Generation of peptide-specific cytotoxic T lymphocytes using allogeneic dendritic cells capable of lysing human pancreatic cancer cells

Background. Dendritic cells (DCs) are potent antigen presenting cells (APCs), able to efficiently induce primary T cell-mediated responses to foreign antigens. In earlier studies we were able to identify a histocompatibility antigen (HLA)-A2-restricted nine amino acid peptide (GP2, peptide 654-662) from the transmembrane portion of the protooncogene HER2/neu as a tumor-associated antigen (TAA) in human pancreatic cancer. Methods. Peripheral blood mononuclear cells [PBMCs] of HLA-A2⁺ and HLA-A2- healthy volunteers were isolated. PBMCs were grown with initial anti-CD3, low-dose interleukin-2 (IL-2), and peptide-pulsed DC stimulation. T-cell lines were analyzed in functional studies. Results. After 4 weeks, T-cell cultures were more than 50% CD8⁺. All peptide-pulsed T cells significantly lysed APC pulsed with the immunizing antigen in an HLA-A2 restricted fashion. Furthermore, HLA-A2⁺, HER2/neu⁺ human pancreatic cancer cells were lysed significantly higher than HLA-A2-HER2/neu⁺ pancreatic cancer cells.
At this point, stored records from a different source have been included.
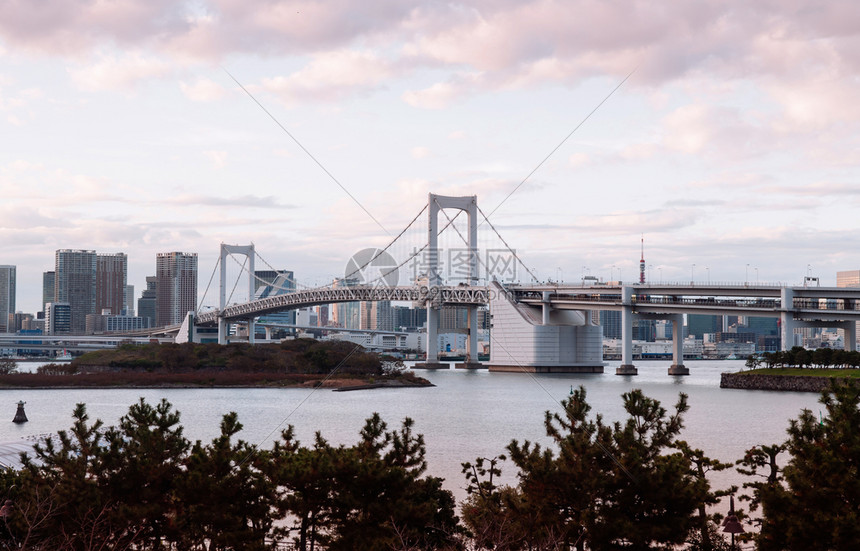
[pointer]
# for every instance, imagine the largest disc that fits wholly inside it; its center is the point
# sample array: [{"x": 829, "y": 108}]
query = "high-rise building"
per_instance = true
[
  {"x": 7, "y": 297},
  {"x": 48, "y": 286},
  {"x": 346, "y": 314},
  {"x": 146, "y": 302},
  {"x": 849, "y": 278},
  {"x": 176, "y": 291},
  {"x": 58, "y": 318},
  {"x": 111, "y": 278},
  {"x": 128, "y": 304},
  {"x": 702, "y": 324},
  {"x": 75, "y": 284}
]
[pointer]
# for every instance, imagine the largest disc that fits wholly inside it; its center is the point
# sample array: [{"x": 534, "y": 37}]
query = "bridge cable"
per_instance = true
[
  {"x": 237, "y": 280},
  {"x": 199, "y": 306},
  {"x": 540, "y": 164},
  {"x": 380, "y": 251},
  {"x": 303, "y": 148},
  {"x": 416, "y": 253},
  {"x": 512, "y": 251}
]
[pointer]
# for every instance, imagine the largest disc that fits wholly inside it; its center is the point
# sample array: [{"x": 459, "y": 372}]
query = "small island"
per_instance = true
[
  {"x": 796, "y": 370},
  {"x": 293, "y": 363}
]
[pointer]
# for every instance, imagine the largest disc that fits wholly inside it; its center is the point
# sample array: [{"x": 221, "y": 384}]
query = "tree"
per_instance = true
[
  {"x": 606, "y": 486},
  {"x": 142, "y": 465},
  {"x": 814, "y": 503},
  {"x": 224, "y": 498}
]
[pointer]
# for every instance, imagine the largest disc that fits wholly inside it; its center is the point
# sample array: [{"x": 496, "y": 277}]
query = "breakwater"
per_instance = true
[{"x": 790, "y": 383}]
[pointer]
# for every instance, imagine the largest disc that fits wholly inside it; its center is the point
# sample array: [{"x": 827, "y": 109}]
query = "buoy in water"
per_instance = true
[{"x": 20, "y": 416}]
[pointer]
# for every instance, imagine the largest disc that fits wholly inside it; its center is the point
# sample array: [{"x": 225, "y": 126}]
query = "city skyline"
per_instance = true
[{"x": 731, "y": 147}]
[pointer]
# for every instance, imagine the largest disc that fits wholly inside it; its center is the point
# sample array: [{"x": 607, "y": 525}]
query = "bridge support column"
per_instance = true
[
  {"x": 471, "y": 343},
  {"x": 432, "y": 355},
  {"x": 678, "y": 367},
  {"x": 850, "y": 343},
  {"x": 786, "y": 318},
  {"x": 227, "y": 250},
  {"x": 627, "y": 367},
  {"x": 222, "y": 331}
]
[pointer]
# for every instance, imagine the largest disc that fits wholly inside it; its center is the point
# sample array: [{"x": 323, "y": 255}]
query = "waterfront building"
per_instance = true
[
  {"x": 7, "y": 297},
  {"x": 75, "y": 285},
  {"x": 146, "y": 302},
  {"x": 58, "y": 318},
  {"x": 346, "y": 314},
  {"x": 48, "y": 282},
  {"x": 123, "y": 324},
  {"x": 176, "y": 287},
  {"x": 698, "y": 325},
  {"x": 128, "y": 304},
  {"x": 111, "y": 280},
  {"x": 848, "y": 278},
  {"x": 611, "y": 322},
  {"x": 409, "y": 319}
]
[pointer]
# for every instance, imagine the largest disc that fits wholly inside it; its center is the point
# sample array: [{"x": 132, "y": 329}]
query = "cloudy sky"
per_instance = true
[{"x": 733, "y": 147}]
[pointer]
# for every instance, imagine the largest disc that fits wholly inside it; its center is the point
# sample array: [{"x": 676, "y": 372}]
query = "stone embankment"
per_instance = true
[{"x": 791, "y": 383}]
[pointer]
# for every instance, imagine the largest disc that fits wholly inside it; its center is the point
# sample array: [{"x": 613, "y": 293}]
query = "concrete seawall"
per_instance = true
[{"x": 791, "y": 383}]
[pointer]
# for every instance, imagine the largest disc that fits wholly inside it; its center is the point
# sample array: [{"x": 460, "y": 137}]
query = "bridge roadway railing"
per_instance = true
[{"x": 461, "y": 294}]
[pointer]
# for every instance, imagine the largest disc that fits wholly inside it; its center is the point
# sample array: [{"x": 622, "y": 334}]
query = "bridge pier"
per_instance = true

Transfection of an HLA-A2- pancreatic cancer cell line with the HLA-A2 gene resulted in a significantly higher lysis of the transfected cell line compared to the wild type. In HLA-A2⁺ pancreatic cancer targets, specific lysis was HLA-A2 restricted. Conclusion. The ability to use DCs for presentation of either tumor or peptide antigen in an HLA-restricted fashion to stimulate T-cell proliferation, as well as cytotoxicity, demonstrates the potential of this technology for future development of a pancreatic cancer vaccine.